La mutualista informó que, cuando se presenten solicitudes de eutanasia, activará un protocolo de derivación hacia otros prestadores del Sistema Nacional Integrado de Salud (SNIS). La medida se ampara en el artículo 6 de la ley, que permite a instituciones con definiciones filosóficas o religiosas incompatibles con la eutanasia acordar derivaciones formales.
Según el marco reglamentario, esos acuerdos deben quedar operativos en un plazo máximo de 24 horas desde la solicitud del paciente. El proceso también deberá ser notificado al Ministerio de Salud Pública (MSP), como parte del procedimiento establecido por las autoridades uruguayas.
La decisión del Hospital Evangélico ocurre después de que Uruguay aprobara en octubre de 2025 una de las leyes de eutanasia más amplias del mundo. La norma permite la eutanasia, aunque no el suicidio asistido, y no exige que el paciente esté en fase terminal, sino que padezca una enfermedad incurable con “sufrimiento insoportable”.
El país registró el 22 de mayo de 2026 su primera muerte por eutanasia, correspondiente a una mujer de 69 años con cáncer terminal. El caso ocurrió un mes después de que el Poder Ejecutivo reglamentara la ley, abriendo una nueva etapa en el sistema sanitario uruguayo.
La postura del Hospital Evangélico no surge de forma aislada. Tras la aprobación de la Ley de Interrupción Voluntaria del Embarazo en 2012, la institución ya había acordado derivar a otras mutualistas a las pacientes que solicitaran abortos, apelando a la objeción de ideario reconocida para entidades con convicciones preexistentes.
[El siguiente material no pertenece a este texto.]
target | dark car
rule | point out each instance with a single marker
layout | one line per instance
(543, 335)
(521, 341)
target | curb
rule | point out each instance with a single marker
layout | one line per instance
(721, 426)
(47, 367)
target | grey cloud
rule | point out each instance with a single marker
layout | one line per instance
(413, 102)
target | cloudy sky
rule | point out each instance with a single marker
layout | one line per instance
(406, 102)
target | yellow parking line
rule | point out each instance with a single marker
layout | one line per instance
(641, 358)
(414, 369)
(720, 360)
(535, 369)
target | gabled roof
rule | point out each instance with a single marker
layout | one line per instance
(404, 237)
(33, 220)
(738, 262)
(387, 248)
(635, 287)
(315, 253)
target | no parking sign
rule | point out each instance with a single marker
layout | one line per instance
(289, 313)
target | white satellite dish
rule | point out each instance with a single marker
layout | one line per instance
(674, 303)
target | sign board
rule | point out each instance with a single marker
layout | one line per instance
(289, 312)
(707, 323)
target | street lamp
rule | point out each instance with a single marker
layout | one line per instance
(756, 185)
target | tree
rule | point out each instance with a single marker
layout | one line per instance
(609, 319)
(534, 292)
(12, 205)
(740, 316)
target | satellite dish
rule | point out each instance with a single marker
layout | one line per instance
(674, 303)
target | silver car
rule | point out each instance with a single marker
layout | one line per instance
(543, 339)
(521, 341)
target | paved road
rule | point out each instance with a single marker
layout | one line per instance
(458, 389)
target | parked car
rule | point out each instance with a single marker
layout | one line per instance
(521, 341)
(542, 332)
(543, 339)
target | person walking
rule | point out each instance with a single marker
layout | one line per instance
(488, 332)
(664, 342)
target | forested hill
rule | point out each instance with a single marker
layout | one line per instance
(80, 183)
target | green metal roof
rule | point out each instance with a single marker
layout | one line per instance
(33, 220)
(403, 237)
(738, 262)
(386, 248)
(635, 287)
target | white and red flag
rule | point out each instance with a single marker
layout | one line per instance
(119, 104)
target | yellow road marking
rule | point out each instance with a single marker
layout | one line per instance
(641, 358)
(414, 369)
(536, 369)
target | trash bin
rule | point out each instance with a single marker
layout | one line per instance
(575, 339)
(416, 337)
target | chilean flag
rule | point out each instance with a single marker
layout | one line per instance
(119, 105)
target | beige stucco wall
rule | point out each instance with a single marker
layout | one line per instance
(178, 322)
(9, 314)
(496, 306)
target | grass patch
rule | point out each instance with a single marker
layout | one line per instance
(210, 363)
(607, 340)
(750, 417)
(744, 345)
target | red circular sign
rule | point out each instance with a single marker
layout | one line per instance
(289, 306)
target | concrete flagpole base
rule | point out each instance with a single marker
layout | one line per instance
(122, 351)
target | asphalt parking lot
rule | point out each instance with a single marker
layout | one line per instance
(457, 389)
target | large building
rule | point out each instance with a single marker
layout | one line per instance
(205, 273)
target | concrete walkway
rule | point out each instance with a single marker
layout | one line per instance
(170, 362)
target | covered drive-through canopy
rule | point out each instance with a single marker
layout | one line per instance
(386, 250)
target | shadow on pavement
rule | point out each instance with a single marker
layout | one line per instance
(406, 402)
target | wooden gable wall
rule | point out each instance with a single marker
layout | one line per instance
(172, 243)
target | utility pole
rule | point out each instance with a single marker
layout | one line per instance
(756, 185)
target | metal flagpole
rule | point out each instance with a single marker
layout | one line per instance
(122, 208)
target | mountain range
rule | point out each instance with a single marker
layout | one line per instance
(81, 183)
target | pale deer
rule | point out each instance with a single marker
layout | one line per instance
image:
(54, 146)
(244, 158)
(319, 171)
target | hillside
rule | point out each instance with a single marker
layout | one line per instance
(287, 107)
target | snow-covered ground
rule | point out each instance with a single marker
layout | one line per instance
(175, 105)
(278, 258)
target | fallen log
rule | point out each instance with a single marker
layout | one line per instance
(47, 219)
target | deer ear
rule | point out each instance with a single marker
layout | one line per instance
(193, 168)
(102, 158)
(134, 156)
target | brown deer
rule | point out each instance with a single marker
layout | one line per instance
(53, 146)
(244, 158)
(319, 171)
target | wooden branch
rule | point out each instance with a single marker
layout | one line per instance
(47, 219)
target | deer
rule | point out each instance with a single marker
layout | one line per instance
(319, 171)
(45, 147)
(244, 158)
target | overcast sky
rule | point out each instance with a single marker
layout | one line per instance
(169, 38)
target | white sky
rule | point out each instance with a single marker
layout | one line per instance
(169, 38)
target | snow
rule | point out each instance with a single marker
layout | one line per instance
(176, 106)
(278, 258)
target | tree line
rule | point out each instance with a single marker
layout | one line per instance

En su portal institucional, el hospital afirma estar “plenamente convencido” de que su compromiso con la salud implica “cuidar y acompañar en todas las etapas de la vida, hasta que la muerte sobrevenga de manera natural”. Esa declaración resume la base ética con la que ahora también responde al debate sobre la eutanasia.
La institución fundamenta su misión en una “vocación cristiana” y en las palabras de Jesús: “No he venido para ser servido, sino para servir”. También destaca el trabajo de su equipo multidisciplinario de cuidados paliativos, integrado por médicos, enfermería, psicología y capellanía, para aliviar el sufrimiento y brindar contención emocional y espiritual.
El caso del Hospital Evangélico abre un nuevo capítulo en Uruguay sobre libertad de conciencia, objeción institucional y límites éticos en la medicina. Mientras el país aplica una ley ampliamente discutida, esta institución cristiana reafirma que su misión es servir, cuidar y acompañar la vida humana hasta que la muerte llegue de manera natural.